Fiverr users discovered that the platform's file handling system exposed customer files through publicly accessible URLs rather than secured, expiring links. The issue centers on Fiverr's use of Cloudinary, a service that processes PDFs and images exchanged between workers and clients on the platform. While Cloudinary supports signed URLs with expiration times—similar to Amazon S3 security practices—Fiverr configured public URLs instead. This configuration allowed anyone with knowledge of a file's URL to access it directly, bypassing authentication. More critically, the files appear to have been discoverable through search indexing, meaning they could potentially be located through public search engines. The exposed materials included work products sent between clients and freelancers during active projects, representing confidential business communications and intellectual property.
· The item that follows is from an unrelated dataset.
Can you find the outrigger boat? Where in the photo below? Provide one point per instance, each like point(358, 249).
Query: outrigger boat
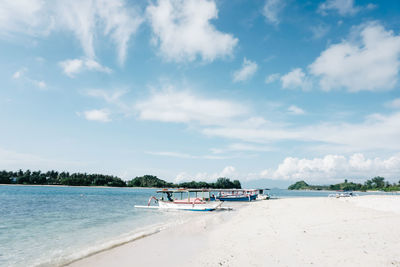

Given Fiverr's nature as a gig work platform, these files could contain sensitive project details, client information, and contractor work samples. The vulnerability stems from a deliberate architectural choice rather than a misconfiguration. Fiverr selected public URLs for file serving despite having secure alternatives available through Cloudinary's signed URL feature, which would have restricted access to authenticated users for a set time period. This incident highlights a broader tension in cloud storage practices: convenience versus security. Public URLs streamline system design and reduce authentication overhead, but create significant exposure risks when handling sensitive communications. The discovery was reported through Hacker News' community forum, where users shared examples of accessible files. The full scope of exposed data—including how long files remained public and how many users were affected—remains unclear. Fiverr has not yet made a public statement regarding the issue or the steps taken to remediate it.